The opinion of the Court, was delivered by
Ryebsoít, J.'The declaration in this case, is on a promissory note. The defendant has pleaded a discharge from his debts, under a law of the state of New York; the provisions whereof, and proceedings under the same, are set out. The plea also contains an allegation that the debt was contracted in New York; after *200their statute went into operation, and that the defendant then, and ever since, has resided there. To this, the plaintiffs have replied, that at the time of contracting the debt, and the making of the said pretended discharge, the plaintiffs were, and still are, residents in New-Jersey. The defendant has demurred specially, alleging for causes of demurrer, that the replication attempts to deny the matter alleged in the plea, and also to allege new matter in avoidance thereof: and that it neither confesses nor denies the matter contained in the plea, as it should. But I do not suppose a more formal confession is necessary. Constructively, it is confessed: as whatever in one pleading, is not denied in the next subsequent one, is in law admitted. Nor does the replication deny, as is supposed, the said discharge. It is only therein called a pretended discharge. But this is no denial that such supposed discharge was had, or made, as in the plea is stated. It should only be considered as a denial of the legal efficacy, or validity thereof. Saunders Rep. by Williams — 291 a note 1. Chit. PI. vol. 2 — 460 note. On an inspection of this pleading, it will be found, beyond all question, to admit or assume as true, that such law was enacted, such proceedings had, and such discharge made, under the same, as in the plea attempted to be answered, are alleged. This is all that approved precedents require. The expression, pretended discharge, makes the doubt. But in this connection it means no more than supposed discharge. And it will be found, on consulting the authorities, that where a pleading has been held faulty, in the respect in question, the fact has been expressly denied, or some matter has been alleged, giving it a different character from that given in the pleading answered. Chit. PI. vol. 1, 511, and cases there cited.

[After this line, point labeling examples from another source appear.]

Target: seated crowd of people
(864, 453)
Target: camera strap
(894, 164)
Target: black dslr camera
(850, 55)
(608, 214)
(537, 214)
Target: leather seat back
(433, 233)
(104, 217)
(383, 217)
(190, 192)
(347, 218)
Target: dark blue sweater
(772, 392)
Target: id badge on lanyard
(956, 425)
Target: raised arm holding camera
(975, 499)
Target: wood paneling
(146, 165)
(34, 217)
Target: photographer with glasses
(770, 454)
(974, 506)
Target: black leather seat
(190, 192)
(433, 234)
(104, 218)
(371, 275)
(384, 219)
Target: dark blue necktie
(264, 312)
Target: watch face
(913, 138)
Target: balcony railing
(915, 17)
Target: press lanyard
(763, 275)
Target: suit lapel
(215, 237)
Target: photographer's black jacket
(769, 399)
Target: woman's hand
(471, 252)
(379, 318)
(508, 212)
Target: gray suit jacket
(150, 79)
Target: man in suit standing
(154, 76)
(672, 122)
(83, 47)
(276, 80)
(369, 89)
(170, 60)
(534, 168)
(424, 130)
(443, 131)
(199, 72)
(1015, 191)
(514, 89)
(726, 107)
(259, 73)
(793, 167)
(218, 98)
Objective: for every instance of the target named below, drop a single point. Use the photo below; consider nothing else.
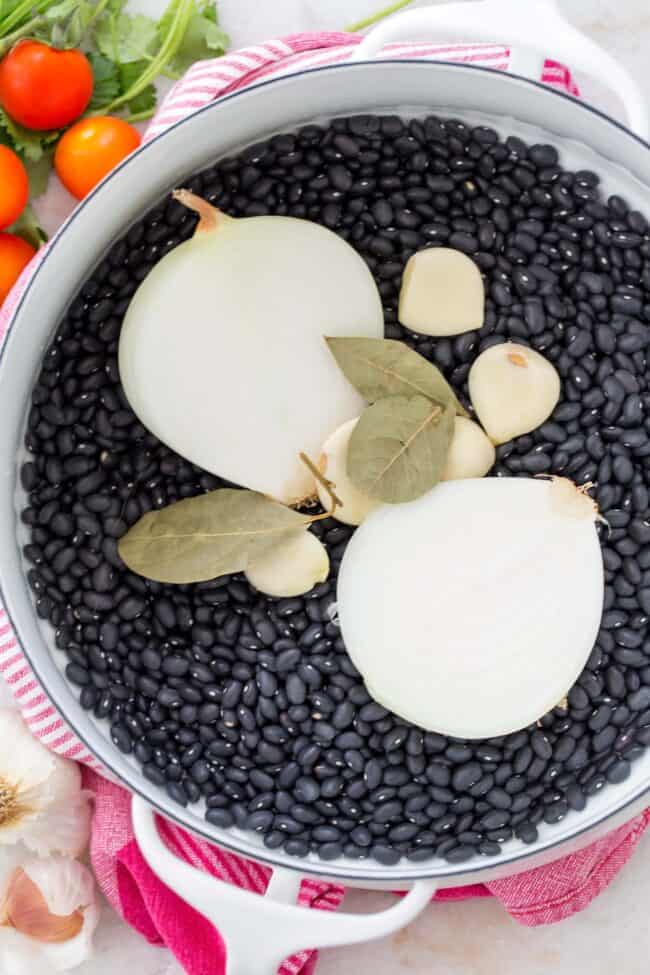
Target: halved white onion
(473, 610)
(222, 352)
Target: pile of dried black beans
(251, 702)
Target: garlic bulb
(473, 610)
(471, 452)
(355, 506)
(47, 916)
(41, 800)
(292, 567)
(222, 353)
(442, 293)
(513, 390)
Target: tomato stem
(9, 40)
(24, 9)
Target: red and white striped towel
(536, 897)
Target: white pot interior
(586, 140)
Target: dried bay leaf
(386, 367)
(399, 447)
(207, 536)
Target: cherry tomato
(42, 88)
(15, 253)
(90, 149)
(14, 187)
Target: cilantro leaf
(124, 38)
(27, 143)
(203, 38)
(28, 227)
(106, 77)
(128, 75)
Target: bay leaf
(386, 367)
(399, 447)
(207, 536)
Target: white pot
(587, 139)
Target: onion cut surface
(473, 610)
(222, 353)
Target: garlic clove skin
(292, 568)
(355, 506)
(471, 452)
(513, 390)
(222, 355)
(41, 800)
(472, 611)
(442, 293)
(49, 914)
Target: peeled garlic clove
(292, 568)
(513, 390)
(355, 506)
(42, 803)
(471, 452)
(222, 354)
(442, 293)
(473, 610)
(49, 914)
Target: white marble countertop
(475, 937)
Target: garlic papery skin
(292, 567)
(473, 610)
(442, 293)
(222, 354)
(355, 506)
(41, 800)
(48, 915)
(513, 390)
(471, 452)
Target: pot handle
(534, 28)
(259, 932)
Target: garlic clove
(471, 452)
(473, 610)
(64, 827)
(222, 355)
(513, 390)
(355, 506)
(41, 802)
(26, 910)
(292, 568)
(442, 293)
(49, 914)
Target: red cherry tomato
(14, 187)
(43, 88)
(15, 253)
(90, 149)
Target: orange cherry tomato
(90, 149)
(43, 88)
(15, 253)
(14, 187)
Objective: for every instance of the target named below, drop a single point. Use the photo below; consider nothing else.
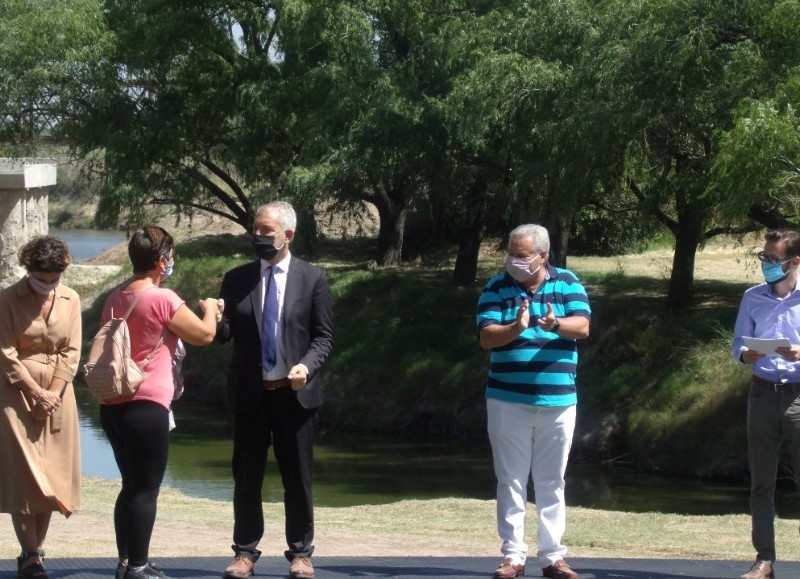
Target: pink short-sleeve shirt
(147, 323)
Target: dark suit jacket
(306, 323)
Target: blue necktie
(269, 322)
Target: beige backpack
(110, 372)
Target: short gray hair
(536, 233)
(285, 211)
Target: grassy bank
(201, 527)
(406, 359)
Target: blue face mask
(773, 272)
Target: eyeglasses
(769, 259)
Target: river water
(367, 469)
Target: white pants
(536, 440)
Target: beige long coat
(40, 466)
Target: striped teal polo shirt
(538, 368)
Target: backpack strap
(149, 356)
(146, 361)
(133, 304)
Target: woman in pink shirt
(137, 426)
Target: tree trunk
(559, 241)
(392, 218)
(688, 235)
(466, 269)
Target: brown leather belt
(777, 387)
(277, 384)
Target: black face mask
(264, 246)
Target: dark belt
(778, 387)
(277, 384)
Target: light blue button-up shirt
(763, 314)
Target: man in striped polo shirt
(530, 318)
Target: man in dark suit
(278, 311)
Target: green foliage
(403, 340)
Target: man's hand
(523, 315)
(750, 356)
(298, 377)
(547, 321)
(791, 354)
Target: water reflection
(364, 469)
(352, 470)
(87, 243)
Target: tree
(674, 73)
(759, 159)
(190, 104)
(382, 134)
(44, 52)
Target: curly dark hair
(147, 246)
(46, 254)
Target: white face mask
(520, 267)
(41, 287)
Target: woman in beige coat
(40, 342)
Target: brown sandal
(34, 570)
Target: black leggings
(139, 435)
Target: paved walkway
(412, 568)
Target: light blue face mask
(773, 272)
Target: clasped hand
(47, 403)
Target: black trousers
(139, 435)
(279, 420)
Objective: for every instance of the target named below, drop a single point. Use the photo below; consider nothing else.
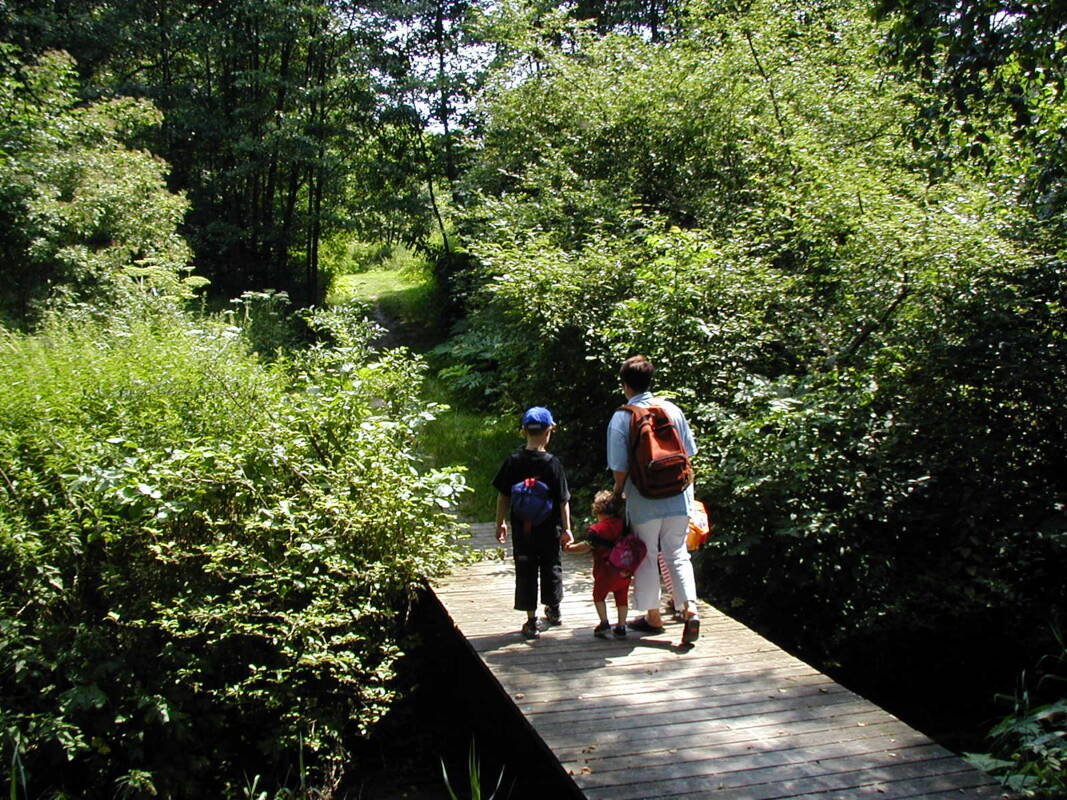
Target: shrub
(204, 559)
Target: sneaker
(691, 630)
(529, 629)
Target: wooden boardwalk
(733, 717)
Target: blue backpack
(531, 502)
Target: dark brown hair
(636, 372)
(607, 504)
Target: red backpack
(658, 464)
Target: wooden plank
(732, 718)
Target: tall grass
(474, 438)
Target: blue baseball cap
(537, 419)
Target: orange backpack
(658, 463)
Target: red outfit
(606, 578)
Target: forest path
(731, 717)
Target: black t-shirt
(542, 465)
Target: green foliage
(204, 559)
(78, 207)
(474, 774)
(871, 360)
(1030, 753)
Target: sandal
(645, 626)
(691, 630)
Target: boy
(536, 545)
(607, 579)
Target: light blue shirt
(640, 509)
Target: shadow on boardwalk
(733, 717)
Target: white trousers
(665, 536)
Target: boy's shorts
(607, 580)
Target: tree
(77, 205)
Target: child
(607, 579)
(536, 545)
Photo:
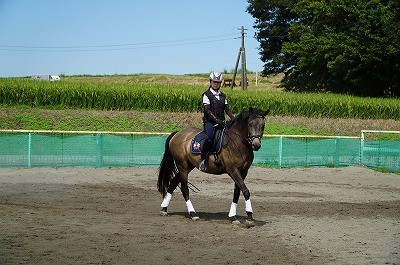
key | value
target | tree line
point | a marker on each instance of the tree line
(340, 46)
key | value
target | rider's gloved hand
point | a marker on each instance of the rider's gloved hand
(220, 122)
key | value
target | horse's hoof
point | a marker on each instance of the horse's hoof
(194, 216)
(234, 220)
(163, 211)
(250, 222)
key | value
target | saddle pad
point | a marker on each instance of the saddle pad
(198, 141)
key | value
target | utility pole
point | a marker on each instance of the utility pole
(242, 54)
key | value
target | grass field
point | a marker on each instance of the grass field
(56, 117)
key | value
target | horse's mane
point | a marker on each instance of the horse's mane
(243, 116)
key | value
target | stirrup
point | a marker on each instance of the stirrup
(202, 165)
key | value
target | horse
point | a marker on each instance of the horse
(242, 136)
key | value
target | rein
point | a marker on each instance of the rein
(250, 138)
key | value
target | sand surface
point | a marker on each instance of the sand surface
(111, 216)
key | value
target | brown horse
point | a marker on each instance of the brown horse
(242, 137)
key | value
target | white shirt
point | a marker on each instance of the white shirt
(206, 101)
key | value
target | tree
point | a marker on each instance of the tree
(272, 25)
(343, 46)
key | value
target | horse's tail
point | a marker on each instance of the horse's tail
(167, 168)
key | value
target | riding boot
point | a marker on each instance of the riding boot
(205, 151)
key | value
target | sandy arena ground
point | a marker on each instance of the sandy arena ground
(111, 216)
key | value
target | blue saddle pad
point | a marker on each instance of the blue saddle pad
(198, 142)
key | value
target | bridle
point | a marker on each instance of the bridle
(250, 138)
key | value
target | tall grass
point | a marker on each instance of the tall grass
(186, 98)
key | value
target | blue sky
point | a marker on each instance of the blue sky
(123, 37)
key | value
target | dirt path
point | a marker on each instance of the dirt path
(111, 216)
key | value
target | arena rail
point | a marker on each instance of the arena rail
(57, 148)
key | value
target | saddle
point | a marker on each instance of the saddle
(198, 142)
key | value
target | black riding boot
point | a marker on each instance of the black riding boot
(205, 151)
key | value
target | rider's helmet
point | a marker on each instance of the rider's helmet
(216, 76)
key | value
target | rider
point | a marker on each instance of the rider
(215, 107)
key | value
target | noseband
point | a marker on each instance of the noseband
(251, 138)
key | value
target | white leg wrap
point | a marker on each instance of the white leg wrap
(189, 206)
(232, 211)
(248, 206)
(166, 200)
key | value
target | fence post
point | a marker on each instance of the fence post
(337, 152)
(29, 149)
(362, 147)
(99, 156)
(280, 151)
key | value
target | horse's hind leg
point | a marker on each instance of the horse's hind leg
(233, 211)
(185, 192)
(172, 186)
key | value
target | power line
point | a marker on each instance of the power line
(117, 47)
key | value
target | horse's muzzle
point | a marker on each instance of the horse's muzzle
(256, 144)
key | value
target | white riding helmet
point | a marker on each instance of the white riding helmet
(216, 76)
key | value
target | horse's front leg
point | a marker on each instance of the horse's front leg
(233, 211)
(172, 186)
(185, 192)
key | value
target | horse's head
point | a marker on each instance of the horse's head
(255, 126)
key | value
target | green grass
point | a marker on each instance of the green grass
(172, 97)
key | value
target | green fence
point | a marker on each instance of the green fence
(97, 149)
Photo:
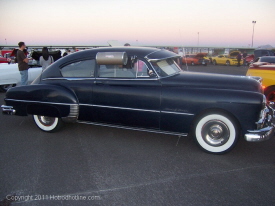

But however this may be, the plaintiff must have judgment, because the plea itself is defective in matter of substance. By decisions of this Court, the law in question is a bankrupt law. It discharges, not only the person from imprisonment, but from the debt itself. The provisions therefore of the law under which this discharge was made, are not, by the same decisions of this Court, within the legitimate bounds of State legislation. And if not a bankrupt law, it is a law impairing the obligation of contracts,' and therefore void. Vanuxem v. Hazlehurst, South, vol. 1,192. Olden’s Ex. v. Hallet, South, 2, 466.
*201The plea, perhaps would have deserved greater consideration, if it had alleged the plaintiffs’ residence in New York, where the contract was made • or that it was made to be executed there, or with a view to their law.
Horkbloweb, C. J. and Ford, J. concurred.
Judgment for plaintiff.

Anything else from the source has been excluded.